Under this, Northern Ireland has continued to follow EU rules on product standards, effectively remaining in the Single Market for goods. Northern Ireland’s Unionist community, which is keen to remain part of the UK, oppose this as they see it as a sign that they are considered less British than mainland citizens.
Truss, who campaigned to remain in the EU during the 2016 referendum, took responsibility for Brexit just before Christmas, when Brexit minister David Frost resigned, following months of expressing dissatisfaction with the deal he himself had secured less than a year earlier, which he called at the time an “excellent deal… our future and our prosperity are in our hands. I am confident we will thrive and succeed”.
Truss echoed these sentiments at the time, tweeting: “Great that we have secured a trade deal with the EU … we will have a strong trading relationship with the EU and deepen our trade with partners across the world through our independent trade policy.”
But now Truss, widely tipped as a potential future Conservative Party leader, has written in The Daily Telegraph that she did not want the protocol to put at risk progress made since the Good Friday Agreement.
“As it stands, the protocol has lost the consent of the Unionist community over fears it is dividing Northern Ireland from the rest of the UK,” she wrote.
“As a sovereign nation, we cannot be in a situation where we have to notify the EU to provide vital support to businesses – such as targeted tax breaks – in one part of our country.”
This week, Truss will meet her EU counterpart Maros Sefcovic for the first time, and set out her objections and alternative suggestions.
“My absolute priority is to deal with the issues in the protocol that could threaten these hard-won gains,” she continued.
“Because, in spite of our considerable efforts to make the protocol work and our continued commitment to the principles on which it is founded, its unintended consequences are having a profound impact.”

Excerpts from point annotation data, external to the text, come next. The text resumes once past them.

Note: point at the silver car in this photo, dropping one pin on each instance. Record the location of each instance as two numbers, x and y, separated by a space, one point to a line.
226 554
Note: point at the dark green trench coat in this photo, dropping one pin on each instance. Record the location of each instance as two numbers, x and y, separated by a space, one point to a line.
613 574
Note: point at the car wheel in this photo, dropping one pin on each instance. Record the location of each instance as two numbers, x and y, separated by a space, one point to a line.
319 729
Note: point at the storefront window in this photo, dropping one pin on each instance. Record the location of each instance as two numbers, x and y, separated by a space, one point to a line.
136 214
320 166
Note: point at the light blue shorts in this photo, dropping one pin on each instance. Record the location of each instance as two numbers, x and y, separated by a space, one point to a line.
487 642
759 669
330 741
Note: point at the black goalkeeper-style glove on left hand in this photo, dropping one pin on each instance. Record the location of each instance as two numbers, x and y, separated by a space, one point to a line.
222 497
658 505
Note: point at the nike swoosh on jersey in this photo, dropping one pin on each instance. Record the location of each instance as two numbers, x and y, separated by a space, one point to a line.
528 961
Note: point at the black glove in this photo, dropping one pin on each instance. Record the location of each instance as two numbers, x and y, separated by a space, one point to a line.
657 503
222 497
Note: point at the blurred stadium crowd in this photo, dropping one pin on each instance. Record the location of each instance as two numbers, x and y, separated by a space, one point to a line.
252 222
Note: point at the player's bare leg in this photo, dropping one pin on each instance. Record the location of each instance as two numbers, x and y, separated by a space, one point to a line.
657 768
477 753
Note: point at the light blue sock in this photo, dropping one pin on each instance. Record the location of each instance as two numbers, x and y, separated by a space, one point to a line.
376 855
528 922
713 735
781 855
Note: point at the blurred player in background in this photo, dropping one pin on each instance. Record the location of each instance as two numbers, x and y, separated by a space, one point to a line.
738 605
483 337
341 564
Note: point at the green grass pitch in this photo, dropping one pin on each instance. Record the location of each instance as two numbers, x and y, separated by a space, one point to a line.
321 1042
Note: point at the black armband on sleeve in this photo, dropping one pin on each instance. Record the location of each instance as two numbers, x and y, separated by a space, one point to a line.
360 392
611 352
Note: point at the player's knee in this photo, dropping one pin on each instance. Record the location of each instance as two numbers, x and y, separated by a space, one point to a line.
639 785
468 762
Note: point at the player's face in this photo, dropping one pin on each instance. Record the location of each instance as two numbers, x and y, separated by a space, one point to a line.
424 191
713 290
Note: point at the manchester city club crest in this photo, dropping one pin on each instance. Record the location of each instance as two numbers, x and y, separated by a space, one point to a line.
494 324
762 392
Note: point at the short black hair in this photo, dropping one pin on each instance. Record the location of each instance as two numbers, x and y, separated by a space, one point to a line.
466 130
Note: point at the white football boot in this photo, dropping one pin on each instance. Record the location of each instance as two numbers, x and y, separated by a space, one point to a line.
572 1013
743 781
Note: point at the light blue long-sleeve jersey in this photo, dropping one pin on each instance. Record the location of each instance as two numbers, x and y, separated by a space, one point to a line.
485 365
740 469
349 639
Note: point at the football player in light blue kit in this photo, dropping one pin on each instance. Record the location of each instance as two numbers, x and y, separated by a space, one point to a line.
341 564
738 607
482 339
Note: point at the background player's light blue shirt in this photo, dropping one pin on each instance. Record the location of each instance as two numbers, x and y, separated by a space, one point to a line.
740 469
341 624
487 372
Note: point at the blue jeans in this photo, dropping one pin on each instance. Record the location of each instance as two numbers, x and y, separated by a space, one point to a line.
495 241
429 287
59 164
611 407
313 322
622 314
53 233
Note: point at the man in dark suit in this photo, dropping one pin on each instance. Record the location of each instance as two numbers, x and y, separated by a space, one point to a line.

A year ago, the EU triggered Article 16 in a row about COVID-19 vaccine supply, only to promptly reverse the decision following heavy criticism. Now, Truss says she would be willing to do the same.
“I want a negotiated solution but if we have to use legitimate provisions including Article 16, I am willing to do that. This safeguard clause was explicitly designed – and agreed to by all sides – to ease acute problems because of the sensitivity of the issues at play,” she wrote.
“The EU has already invoked this article to introduce a hard border for vaccine exports and, even in the act of withdrawing it, insisted on its right to do so again in the future.”
Speaking on Sky News, the EU ambassador to the UK, Joao Vale de Almeida, said Truss was saying nothing new.
“We’ve heard this before from the government, so we’re not surprised. We are not too impressed,” he said. “We still believe it’s not very helpful that we keep agitating the issue of Article 16.”